Paiono oggi avverarsi le prospettive di quelli che Paul Ricoeur chiama i «maestri del sospetto» — Sigmund Freud (1856-1939) e Friedrich Nietzsche (1844-1900), in particolare — e degli alfieri della Rivoluzione sessuale — da Georges Bataille (1897-1962) a Wilhelm Reich (1897-1957), a Georg Groddeck (1866-1934), al popolare Erich Fromm (1900-1980) —, che avevano pronosticato un’esplosione immensa — se pensiamo alla traduzione in una pratica viziata e viziosa degli stimoli naturali esasperati prodotti dalla «predicazione» pornografica —, panica, planetaria, di erotismo «selvaggio», de-finalizzato, chiuso, introverso, una eruzione gigantesca di energie «orgoniche» — per dirla con Wilhelm Reich (3) — che vengono così sprecate, sperperate, dissipate, bruciate, attuando così la rottura di ogni gerarchizzazione delle potenze che compongono l’interiorità dell’uomo, segnando, in via di metafora, la morte di Apollo, cioè della razionalità perspicace e dell’autocontrollo calmo, e il trionfo di Dioniso, l’istintualità irrazionale (4)
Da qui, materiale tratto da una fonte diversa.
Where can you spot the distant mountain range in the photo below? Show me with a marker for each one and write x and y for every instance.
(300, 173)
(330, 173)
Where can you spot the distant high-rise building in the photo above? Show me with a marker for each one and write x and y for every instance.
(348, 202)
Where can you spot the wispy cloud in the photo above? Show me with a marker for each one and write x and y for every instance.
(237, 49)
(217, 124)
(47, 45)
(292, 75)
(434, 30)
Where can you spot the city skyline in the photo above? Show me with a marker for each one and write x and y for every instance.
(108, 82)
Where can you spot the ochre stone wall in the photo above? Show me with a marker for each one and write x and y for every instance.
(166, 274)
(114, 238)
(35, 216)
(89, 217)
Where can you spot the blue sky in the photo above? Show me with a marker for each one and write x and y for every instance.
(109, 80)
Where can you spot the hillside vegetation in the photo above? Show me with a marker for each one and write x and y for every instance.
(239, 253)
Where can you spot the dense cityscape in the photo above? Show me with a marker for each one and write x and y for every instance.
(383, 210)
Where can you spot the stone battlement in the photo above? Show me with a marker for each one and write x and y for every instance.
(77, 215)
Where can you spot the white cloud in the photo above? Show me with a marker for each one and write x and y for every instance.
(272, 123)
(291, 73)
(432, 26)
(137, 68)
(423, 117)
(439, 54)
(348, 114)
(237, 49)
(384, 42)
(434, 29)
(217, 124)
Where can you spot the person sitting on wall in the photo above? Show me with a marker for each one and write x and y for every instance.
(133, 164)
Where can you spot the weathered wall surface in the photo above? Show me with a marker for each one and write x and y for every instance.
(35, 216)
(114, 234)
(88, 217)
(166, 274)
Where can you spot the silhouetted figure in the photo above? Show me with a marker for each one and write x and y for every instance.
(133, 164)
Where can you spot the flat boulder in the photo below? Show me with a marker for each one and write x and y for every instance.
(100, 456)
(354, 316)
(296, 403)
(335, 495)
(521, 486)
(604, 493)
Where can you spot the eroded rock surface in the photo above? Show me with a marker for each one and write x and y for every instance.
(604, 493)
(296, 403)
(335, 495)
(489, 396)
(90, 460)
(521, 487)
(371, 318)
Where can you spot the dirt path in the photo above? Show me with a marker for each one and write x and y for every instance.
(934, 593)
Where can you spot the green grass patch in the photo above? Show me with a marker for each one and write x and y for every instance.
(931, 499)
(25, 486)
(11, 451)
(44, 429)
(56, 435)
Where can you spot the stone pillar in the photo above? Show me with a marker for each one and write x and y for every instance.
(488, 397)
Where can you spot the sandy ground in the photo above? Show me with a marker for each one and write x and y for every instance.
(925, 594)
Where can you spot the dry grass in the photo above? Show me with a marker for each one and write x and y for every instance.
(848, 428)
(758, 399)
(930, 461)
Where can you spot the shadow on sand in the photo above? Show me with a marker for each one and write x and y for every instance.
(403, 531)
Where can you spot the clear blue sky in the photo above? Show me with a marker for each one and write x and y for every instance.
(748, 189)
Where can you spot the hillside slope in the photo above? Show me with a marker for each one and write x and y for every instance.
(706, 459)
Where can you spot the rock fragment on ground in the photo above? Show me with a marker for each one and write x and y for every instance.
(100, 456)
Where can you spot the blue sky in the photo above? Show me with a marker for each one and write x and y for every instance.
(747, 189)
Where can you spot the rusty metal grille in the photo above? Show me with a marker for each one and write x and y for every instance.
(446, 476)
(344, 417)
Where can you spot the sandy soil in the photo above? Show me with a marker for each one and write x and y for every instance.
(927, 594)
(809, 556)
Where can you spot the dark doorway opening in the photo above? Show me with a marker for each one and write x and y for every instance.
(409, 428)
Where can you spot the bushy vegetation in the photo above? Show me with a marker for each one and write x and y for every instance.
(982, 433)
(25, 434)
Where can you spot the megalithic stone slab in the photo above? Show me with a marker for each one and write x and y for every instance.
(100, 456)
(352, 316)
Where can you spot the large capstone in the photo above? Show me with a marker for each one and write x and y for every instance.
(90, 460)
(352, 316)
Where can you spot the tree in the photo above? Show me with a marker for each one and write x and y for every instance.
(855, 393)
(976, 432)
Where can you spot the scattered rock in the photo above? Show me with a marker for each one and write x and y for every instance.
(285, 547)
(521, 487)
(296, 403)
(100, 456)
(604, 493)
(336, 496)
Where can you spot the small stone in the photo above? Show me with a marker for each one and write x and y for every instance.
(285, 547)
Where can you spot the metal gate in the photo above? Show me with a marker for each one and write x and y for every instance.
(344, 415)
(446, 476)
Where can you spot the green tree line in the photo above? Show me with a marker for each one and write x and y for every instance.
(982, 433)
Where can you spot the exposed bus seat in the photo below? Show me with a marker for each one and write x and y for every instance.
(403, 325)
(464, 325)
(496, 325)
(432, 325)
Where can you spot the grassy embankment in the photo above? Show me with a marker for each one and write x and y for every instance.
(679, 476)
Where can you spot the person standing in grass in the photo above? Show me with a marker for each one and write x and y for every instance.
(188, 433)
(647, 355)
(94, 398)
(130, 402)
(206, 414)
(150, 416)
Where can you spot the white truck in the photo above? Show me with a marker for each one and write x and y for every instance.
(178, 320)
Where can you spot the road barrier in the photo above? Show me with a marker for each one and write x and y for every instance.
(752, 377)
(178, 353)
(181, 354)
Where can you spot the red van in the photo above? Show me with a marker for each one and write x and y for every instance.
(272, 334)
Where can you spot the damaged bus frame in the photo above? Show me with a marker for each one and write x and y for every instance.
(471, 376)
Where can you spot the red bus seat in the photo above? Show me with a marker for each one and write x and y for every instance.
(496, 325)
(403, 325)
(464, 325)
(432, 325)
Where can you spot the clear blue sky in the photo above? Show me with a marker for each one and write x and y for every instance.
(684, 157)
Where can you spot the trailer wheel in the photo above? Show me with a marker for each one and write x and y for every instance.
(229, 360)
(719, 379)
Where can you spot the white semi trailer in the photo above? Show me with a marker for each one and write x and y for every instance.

Si realizza così l’annullamento del confine fra spirito e materia, dell’annegamento dell’individualità — che il neo-gnosticismo, di cui la Rivoluzione sessuale trasuda(5), concepisce come negatività — in un pleroma indistinto di energie ribollenti e vane.

La pornografia, quindi, si può combattere, non solo contenendone le manifestazioni estreme come la pedopornografia, ma punendola, anche se ci si può domandare, viste le cronache, quale efficacia abbiano le misure restrittive quando le norme sono di tenore soggettivistico e de facto sono rese inerti da prassi giudiziarie quanto meno omissive, applicate per di più a una realtà che di giorno in giorno sfugge sempre più agli Stati nazionali e che ha i suoi «santuari» nelle zone del globo più destabilizzate e statualmente deboli.

In realtà anche questo non è sufficiente. La pornografia è una malattia morale — che ha i suoi untori — e va affrontata in radice come tale, cioè attraverso la cura e la «profilassi». Sotto quest’ultimo aspetto è necessaria una lotta intelligente e consapevole, di cui è essenziale che lo Stato divenga protagonista, anche se non protagonista unico, e non solo con la polizia e con la magistratura, pur benvenute.

Si tratta senz’altro di un lavoro lungo e difficile, che deve combattere la cultura di morte retrostante al fenomeno pornografico — di ieri e di sempre — e a incidere su tutto ciò che contribuisce a formare le patologie tipiche della condizione umana della nostra epoca: il vuoto esistenziale, l’assenza di mete per cui valga la pena spendersi, il solipsismo, il naturalismo e il materialismo soffocanti che imperano, l’esautorazione e il dissolvimento della famiglia, la martellante e onnipervadente proposta di messaggi e di modelli esistenziali negativi — una volta si diceva «scandali» —, non solo perché radicalmente al di fuori da ogni logica religiosa, ma perché patentemente nocivi se praticati nella vita reale.

Note

(1) Sull’influenza «ambientale» dell’industria pornografica sui modelli di comportamento sociale negli Stati Uniti è la recente inchiesta di Pamela Paul, Pornopotere. Come l’industria porno sta trasformando la nostra vita, trad. it., Orme Editori, Milano 2007; da segnalare sul tema è anche lo studio di Pietro Adamo, Il porno di massa. Percorsi dell’hard contemporaneo, Cortina, Milano 2004.

(2) Cfr. Massimo Introvigne, Pornografia e Rivoluzione sessuale, Editrice Libreria S. Lorenzo, Chiavenna (Sondrio) 1983

(3) Cfr. ibidem.

(4) Cfr. Michel Maffesoli, L’ombra di Dioniso. Una sociologia delle passioni, trad. it., Garzanti, Milano 1990.

(5) Cfr. Emanuele Samek Lodovici (1942-1981), Metamorfosi della gnosi. Quadri della dissoluzione contemporanea, Ares, Milano 1991.